The names we give each other

(Carolina Pfister, 2017)
Mr. Gurriel’s offensive “chinito” comments speaks to my experience as a Brazilian where ethnic based nicknames were ubiquitous. For example, for the Japanese descendants you got “Japa”, for white foreigners or very white Brazilians “Alemão” (German), for brown shades “Morena” or “Moreno”, for folks from Turkey “Turco” or “Turca” and so forth… It was playful, but for darker shades, more often than not, many nicknames were seen as pejorative, as I remember.
I am from the state of São Paulo and grew up with others of mixed Lebanese, Turkish, Syrian, Japanese, Italian, Portuguese, etc., Native Brazilian and Black African descent, but for the most part folks identified as Brazilian, so I did not grow up with an acute awareness of skin tone or ethnic origin (of course, that speaks to my privilege as a lighter skinned Brazilian). Only in moving to the USA did I learn this scrutiny of ethnic origins that is so typical here.
As a colonized country Brazil mixed a lot, therefore the various shades we are known for. The disparities I felt were overtly class based growing up, but again, as a middle class Brazilian my privileged perspective has to be taken into account.

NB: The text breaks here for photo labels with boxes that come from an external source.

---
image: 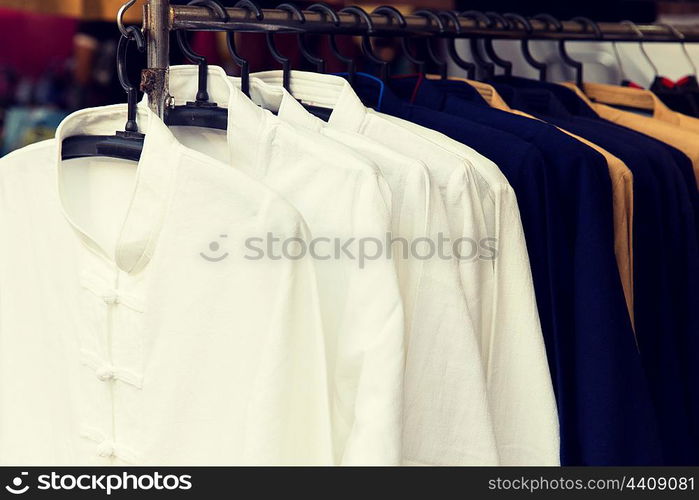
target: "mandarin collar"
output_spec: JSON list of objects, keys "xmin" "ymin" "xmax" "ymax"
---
[
  {"xmin": 55, "ymin": 104, "xmax": 181, "ymax": 274},
  {"xmin": 250, "ymin": 71, "xmax": 367, "ymax": 132},
  {"xmin": 157, "ymin": 65, "xmax": 274, "ymax": 174}
]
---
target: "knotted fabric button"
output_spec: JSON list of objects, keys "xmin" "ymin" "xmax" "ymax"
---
[
  {"xmin": 95, "ymin": 366, "xmax": 116, "ymax": 382},
  {"xmin": 97, "ymin": 441, "xmax": 116, "ymax": 458},
  {"xmin": 102, "ymin": 290, "xmax": 119, "ymax": 306}
]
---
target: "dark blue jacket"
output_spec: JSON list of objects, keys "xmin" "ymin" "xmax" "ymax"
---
[{"xmin": 348, "ymin": 73, "xmax": 662, "ymax": 465}]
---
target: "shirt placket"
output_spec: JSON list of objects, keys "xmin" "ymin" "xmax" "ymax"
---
[{"xmin": 80, "ymin": 265, "xmax": 144, "ymax": 464}]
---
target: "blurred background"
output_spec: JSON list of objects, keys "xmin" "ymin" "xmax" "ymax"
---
[{"xmin": 0, "ymin": 0, "xmax": 699, "ymax": 156}]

Needless to say Black Brazilians remain disproportionally deprived and little has changed with the murderous treatment of indigenous Brazilians.
Brazil suffers of course from the same racist colonial framework as any other Latin American country. I do wonder however, after 15 years of living in the USA, and in these times of massive awakening and daily evaluation of biases, if and how nicknames have changed in Brazil…
Brazilian friends say it is slowly changing, but for Black Brazilians language is changing faster as much has been articulated in a Black consciousness movement that wasn’t very present when I still lived there.
As goes the nostalgia of the immigrant I miss the playful and endearing camaraderie so easily handed out in Brazil—but with every visit back I also cringe at the ingrained white supremacy so deeply embedded in the nation.
Nowhere is it perfect. Not yet.
But it feels like, despite the push back and tantrums of those who fear change, that an awakening is finally happening and that language follows—or does it lead?